During World War I, Gabriel Voisin was a notable aircraft producer. By the end of the conflict, he had amassed a sizable wealth and a substantial factory, but there was little demand for aeroplanes. Following WWI the name of aviation pioneer Gabriel Voisin's firm was renamed from Appareils d'Aviation, Les Freres Voisin to Avions Voisin. After the war, Voisin shifted his focus to vehicle manufacturing, citing the trauma of his more advanced planes' military usage during the war, as well as the then-emerging need for civilian aviation.
At 1919, Gabriel B. Voisin began manufacturing vehicles in Issy-les-Moulineaux, a South-West Paris industrial district, employing Knight-type sleeve valve engines. Voisin, a fine art student with a lifelong passion for all things mechanical, made considerable use of light metals, particularly aluminium, in his uncompromisingly distinctive creations.
The Laboratoire Grand Prix automobile of 1923 was one of the company's most distinctive early designs; it was one of the first cars to employ monocoque chassis construction and a tiny radiator-mounted propeller to operate the cooling pump. The distinctive Voisin style of 'rational' coachwork, which he created with colleague André Noel-Noel, emphasised lightness, central load distribution, large baggage compartments, and sharply angular features.
Voisin stuck to the sleeve-valve principle for the remainder of his car-making career. The final model Voisin was directly responsible for was the type C28 "ambassade" body design, which was influenced by the art-deco period. In the 1930s, Gabriel Voisin was unable to pay all of his draughtsmen, and a young innovative engineer named André Lefèbvre resigned after Gabriel recommended him to Louis Renault. Lefèbvre eventually joined Citroen, where he oversaw the company's three most lucrative automobile projects: the Traction Avant, the 2CV, and the DS, employing many of Gabriel's principles.

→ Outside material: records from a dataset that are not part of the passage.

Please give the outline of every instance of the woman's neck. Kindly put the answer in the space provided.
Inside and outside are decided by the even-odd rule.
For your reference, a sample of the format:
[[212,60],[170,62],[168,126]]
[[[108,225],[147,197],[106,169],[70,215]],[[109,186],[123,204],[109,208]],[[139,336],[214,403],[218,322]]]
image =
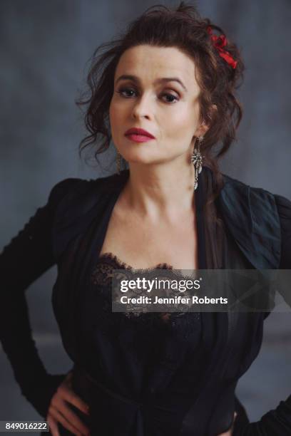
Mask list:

1927 Voisin C11 Conduite Interieure
Due to poor economic conditions, the luxury vehicle market decreased in the late 1930s, and Voisin shuttered his manufacturing. During the political turbulence that followed the war, the firm was nationalised, and the government placed directors that did not uphold the previous design traditions. The Voisin firm was merged with that of its largest creditor, engine supplier Gnome & Rhône, which was nationalised in 1945 to provide the foundation for what was now the state-directed SNECMA enterprise.

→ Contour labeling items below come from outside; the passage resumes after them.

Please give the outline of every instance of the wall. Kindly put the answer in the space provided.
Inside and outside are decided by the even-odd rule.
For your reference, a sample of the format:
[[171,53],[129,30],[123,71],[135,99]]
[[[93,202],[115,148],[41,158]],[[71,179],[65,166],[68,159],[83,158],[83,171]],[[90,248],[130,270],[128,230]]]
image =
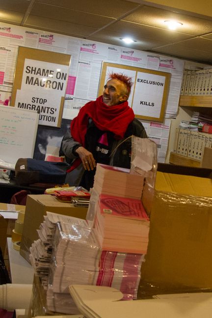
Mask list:
[[[176,118],[178,111],[185,61],[127,47],[94,42],[6,24],[0,24],[0,58],[1,62],[4,61],[3,67],[1,67],[2,70],[0,68],[2,102],[9,98],[12,89],[19,46],[71,54],[63,113],[63,118],[66,120],[74,118],[85,103],[97,97],[103,61],[171,73],[163,122],[141,120],[149,137],[157,143],[159,162],[165,161],[169,142],[169,149],[171,150],[172,148],[173,137],[170,136],[169,141],[169,136],[171,122],[175,121],[172,118]],[[166,156],[166,161],[167,158]]]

At the 1950 Paris Motorcycle and Bicycle Show, Voisin displayed a "Biscooter Voisin" a voiturette designed for the tougher economic times. It featured a front-mounted 125 cc engine. The car, which was made of aluminium, featured a three-speed gearbox and not need a driver's licence to be operated. The corporation decided not to pursue the Biscooter and instead tasked Mr. Moglia with developing an alternative voiturette. Moglia's design debuted at the 1952 Paris Motor Show with the same engine, but it was relocated to the back of the miniature vehicle. The brakes and suspension systems also differed significantly. The Moglia design was introduced as the new "Biscooter Voisin" a moniker that at least one observer deemed "abusive" given the beautiful cars in its past.